Vamos vivenciar uma profunda transformação com impactos sensíveis na participação dos diversos meios de pagamentos, com redução do uso dos cartões, principalmente os de débito, na redução dos custos transacionais, na simplificação, conveniência e tempo envolvidos nos mais diversos pagamentos. O uso do celular para processar os pagamentos, via QR e com eventual uso da certificação através de biometria facial, irá se disseminar de forma marcante e será de fato o início de uma nova era. E se engana quem imagina que possamos ficar no mesmo estágio que tivemos com os precursores dos pagamentos digitais de uso mais restrito.
A adoção dessa forma de meio de pagamento deverá trazer consigo também uma redução importante nos custos financeiros do varejo (especialmente os de pequeno e médio porte), bem como irá acelerar a digitalização e bancarização de milhões de brasileiros que continuam fora do sistema atualmente.
Impactos no Crédito
Mas algo que tem sido ainda pouco discutido envolvendo a adoção do PIX é sua proposta vertente da possibilidade dos pagamentos programados que poderá ter forte impacto no mercado do crédito ao consumo. Nessa modalidade será possível programar uma sequência de pagamentos futuros ocorrendo em datas pré-estabelecidas. Essa modalidade não deverá estar disponível na fase de lançamento, mas faz parte do programa futuro do PIX.
A incorporação dessa modalidade poderá, eventualmente, substituir os pagamentos sem acréscimo praticados pelo varejo, mais uma jabuticaba brasileira nas práticas comerciais do setor quando se compara com o que ocorre no mundo.
Mas poderá também retomar o protagonismo do varejo no crédito ao consumo, tornando-o mais direto, mais acessível e mais barato o que permitiria o mais que desejável aumento da oferta e redução de custos e taxas. E esse é um tema que merece muita reflexão.
Como é sabido o crédito ao consumo representava, pré-Covid, perto de 30% do PIB do Brasil, percentual significativamente baixo quando comparado com economias similares ou mais desenvolvidas, que oscilava entre 50 e 100% do PIB desses países. Ou até mais, em casos extremos.
Num primeiro momento todo o mercado financeiro, de tecnologia, fintechs e outros segmentos têm estado muito atento às transformações que ocorrerão. Mas a transformação será muito mais ampla e abrangente.

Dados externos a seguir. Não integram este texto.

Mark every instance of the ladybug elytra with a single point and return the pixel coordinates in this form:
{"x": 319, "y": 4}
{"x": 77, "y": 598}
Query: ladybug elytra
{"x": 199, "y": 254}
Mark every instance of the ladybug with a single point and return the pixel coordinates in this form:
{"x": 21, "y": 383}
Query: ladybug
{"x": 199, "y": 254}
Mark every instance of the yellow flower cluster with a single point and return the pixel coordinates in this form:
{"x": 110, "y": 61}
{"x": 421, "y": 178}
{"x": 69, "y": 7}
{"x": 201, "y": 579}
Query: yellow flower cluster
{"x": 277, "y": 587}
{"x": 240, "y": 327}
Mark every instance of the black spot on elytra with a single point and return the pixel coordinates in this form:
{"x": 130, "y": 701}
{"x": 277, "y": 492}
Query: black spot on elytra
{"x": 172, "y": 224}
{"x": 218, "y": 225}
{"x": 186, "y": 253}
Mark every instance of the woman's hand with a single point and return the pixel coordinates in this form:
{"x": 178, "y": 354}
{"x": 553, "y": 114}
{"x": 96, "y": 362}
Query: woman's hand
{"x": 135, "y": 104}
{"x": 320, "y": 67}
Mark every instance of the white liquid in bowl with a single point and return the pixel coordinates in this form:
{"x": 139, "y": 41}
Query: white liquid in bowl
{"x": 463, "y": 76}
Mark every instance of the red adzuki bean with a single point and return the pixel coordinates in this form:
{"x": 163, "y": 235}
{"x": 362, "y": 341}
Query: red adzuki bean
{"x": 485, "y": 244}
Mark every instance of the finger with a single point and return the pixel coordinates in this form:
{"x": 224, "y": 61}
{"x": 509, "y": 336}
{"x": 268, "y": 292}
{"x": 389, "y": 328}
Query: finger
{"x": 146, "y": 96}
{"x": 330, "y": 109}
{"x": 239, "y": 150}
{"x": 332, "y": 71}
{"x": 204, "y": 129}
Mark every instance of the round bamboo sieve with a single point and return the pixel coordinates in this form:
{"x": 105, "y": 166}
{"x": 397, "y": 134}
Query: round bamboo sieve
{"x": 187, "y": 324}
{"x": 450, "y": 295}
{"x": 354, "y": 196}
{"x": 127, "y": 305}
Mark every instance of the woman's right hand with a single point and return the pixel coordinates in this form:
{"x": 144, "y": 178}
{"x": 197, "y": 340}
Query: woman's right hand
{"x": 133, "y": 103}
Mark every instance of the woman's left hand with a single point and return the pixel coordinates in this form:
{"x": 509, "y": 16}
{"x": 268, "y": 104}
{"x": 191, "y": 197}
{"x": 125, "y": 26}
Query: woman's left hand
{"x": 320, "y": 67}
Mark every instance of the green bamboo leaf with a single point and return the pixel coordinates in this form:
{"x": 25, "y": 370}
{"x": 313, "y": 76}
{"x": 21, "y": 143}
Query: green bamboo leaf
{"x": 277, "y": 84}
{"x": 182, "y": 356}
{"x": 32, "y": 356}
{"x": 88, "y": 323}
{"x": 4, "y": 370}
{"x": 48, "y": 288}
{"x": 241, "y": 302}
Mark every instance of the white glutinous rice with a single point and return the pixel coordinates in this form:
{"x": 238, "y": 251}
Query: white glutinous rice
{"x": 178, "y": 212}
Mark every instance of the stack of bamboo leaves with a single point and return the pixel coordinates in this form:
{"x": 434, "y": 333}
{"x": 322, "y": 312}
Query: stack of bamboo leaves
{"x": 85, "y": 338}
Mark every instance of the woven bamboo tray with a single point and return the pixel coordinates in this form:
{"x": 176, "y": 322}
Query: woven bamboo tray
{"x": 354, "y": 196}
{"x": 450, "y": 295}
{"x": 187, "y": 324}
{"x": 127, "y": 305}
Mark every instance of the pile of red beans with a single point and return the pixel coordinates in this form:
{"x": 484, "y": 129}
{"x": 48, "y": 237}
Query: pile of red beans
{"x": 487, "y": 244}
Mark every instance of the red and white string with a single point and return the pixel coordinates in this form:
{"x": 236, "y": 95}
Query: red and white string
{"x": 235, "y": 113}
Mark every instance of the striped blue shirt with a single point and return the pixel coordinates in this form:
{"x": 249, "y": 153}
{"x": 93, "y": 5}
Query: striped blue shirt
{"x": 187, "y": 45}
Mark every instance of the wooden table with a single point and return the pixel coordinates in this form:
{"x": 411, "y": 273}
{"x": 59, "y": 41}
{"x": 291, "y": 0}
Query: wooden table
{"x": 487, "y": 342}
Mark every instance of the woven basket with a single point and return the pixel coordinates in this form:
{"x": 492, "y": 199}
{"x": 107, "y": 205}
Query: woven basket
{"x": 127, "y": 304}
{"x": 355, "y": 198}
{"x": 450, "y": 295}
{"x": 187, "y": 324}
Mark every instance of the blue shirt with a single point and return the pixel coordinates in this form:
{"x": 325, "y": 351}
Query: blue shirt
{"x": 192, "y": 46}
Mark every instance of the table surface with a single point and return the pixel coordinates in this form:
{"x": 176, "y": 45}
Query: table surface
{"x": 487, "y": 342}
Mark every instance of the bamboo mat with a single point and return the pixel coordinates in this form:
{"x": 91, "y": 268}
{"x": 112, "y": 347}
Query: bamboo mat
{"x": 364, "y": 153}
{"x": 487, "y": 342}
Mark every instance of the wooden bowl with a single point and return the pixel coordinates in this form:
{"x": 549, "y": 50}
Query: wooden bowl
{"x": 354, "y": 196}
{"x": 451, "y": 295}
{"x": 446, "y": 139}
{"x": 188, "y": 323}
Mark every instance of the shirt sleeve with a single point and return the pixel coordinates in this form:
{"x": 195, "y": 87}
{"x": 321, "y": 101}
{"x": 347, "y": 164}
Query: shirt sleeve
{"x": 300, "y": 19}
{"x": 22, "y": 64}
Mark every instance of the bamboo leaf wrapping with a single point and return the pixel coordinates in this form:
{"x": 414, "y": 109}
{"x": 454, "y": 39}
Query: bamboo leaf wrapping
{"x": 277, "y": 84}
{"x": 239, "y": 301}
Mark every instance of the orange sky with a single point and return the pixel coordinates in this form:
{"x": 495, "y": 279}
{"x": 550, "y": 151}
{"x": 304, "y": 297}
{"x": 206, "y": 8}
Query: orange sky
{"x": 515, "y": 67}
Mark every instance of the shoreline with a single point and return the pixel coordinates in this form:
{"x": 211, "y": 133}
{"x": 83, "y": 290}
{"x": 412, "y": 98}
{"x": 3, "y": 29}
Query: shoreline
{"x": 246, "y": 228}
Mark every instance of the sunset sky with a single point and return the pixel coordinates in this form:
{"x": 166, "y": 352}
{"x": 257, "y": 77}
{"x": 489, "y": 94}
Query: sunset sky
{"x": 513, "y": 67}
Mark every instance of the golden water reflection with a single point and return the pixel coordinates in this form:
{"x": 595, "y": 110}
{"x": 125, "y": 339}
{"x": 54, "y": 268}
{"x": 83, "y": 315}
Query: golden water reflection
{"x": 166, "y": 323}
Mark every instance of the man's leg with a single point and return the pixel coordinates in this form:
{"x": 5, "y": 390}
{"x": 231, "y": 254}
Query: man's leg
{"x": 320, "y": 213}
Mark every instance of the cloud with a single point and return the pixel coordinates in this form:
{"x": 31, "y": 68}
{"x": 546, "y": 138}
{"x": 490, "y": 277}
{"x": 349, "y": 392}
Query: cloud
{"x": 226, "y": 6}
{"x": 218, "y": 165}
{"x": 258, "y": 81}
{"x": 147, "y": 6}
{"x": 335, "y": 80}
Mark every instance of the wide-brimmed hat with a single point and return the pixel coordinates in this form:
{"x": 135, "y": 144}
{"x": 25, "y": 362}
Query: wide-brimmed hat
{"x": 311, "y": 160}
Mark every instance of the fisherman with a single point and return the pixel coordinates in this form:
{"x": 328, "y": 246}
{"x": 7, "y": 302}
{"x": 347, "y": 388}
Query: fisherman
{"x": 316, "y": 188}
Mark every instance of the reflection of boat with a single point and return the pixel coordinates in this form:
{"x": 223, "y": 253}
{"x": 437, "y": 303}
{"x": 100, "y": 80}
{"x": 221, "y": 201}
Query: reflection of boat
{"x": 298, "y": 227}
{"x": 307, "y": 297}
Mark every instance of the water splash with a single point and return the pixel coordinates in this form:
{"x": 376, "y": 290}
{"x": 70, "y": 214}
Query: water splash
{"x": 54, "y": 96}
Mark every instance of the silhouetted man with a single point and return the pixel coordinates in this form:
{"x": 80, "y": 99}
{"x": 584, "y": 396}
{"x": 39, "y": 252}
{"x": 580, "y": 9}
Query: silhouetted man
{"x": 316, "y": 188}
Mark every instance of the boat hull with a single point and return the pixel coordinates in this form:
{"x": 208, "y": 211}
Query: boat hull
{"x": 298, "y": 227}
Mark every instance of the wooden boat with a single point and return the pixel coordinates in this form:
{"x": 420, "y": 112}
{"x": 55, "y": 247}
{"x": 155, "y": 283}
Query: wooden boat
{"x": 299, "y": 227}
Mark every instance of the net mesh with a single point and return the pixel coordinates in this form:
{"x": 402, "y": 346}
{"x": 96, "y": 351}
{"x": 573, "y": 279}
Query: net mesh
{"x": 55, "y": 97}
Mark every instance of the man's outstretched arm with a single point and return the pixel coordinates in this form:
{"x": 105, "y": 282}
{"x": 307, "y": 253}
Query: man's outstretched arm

A perspectiva dos pagamentos programados no PIX poderia criar um novo mercado para o crédito ao consumo no Brasil, com maior envolvimento do próprio varejo, reduzindo custos, facilitando acesso e com simplificação, desintermediação e desconcentração de todo o processo, com inegáveis benefícios para o crescimento do consumo, vendas no comércio, da indústria fornecedora e, em consequência, com forte impacto na geração de empregos.
O varejo pode e deve ter papel relevante nesse movimento de disseminação dos pagamentos digitais atuando junto aos seus clientes e até novos usuários e consumidores. A mudança de atitude a partir do PIX deve vir acompanhada de uma mudança comportamental. Existirão consumidores que pouco ou nenhum relacionamento tiveram com instituições financeiras e talvez, o primeiro, tenha ocorrido no cadastramento para recebimento do auxílio emergencial. Outros possuem renda a partir de atividades informais. Mas para todos será uma nova realidade e, de fato, o varejo pode ser o melhor agente de apoio e na disseminação do uso, atividade em que pode se envolver de forma muito mais amigável do que as instituições financeiras.
Por tudo isso, e muito mais, todo esse processo precisa ser conhecido e avaliado em seus impactos mais amplos para o mercado e as empresas potencialmente envolvidas devem se preparar para a nova e iminente realidade.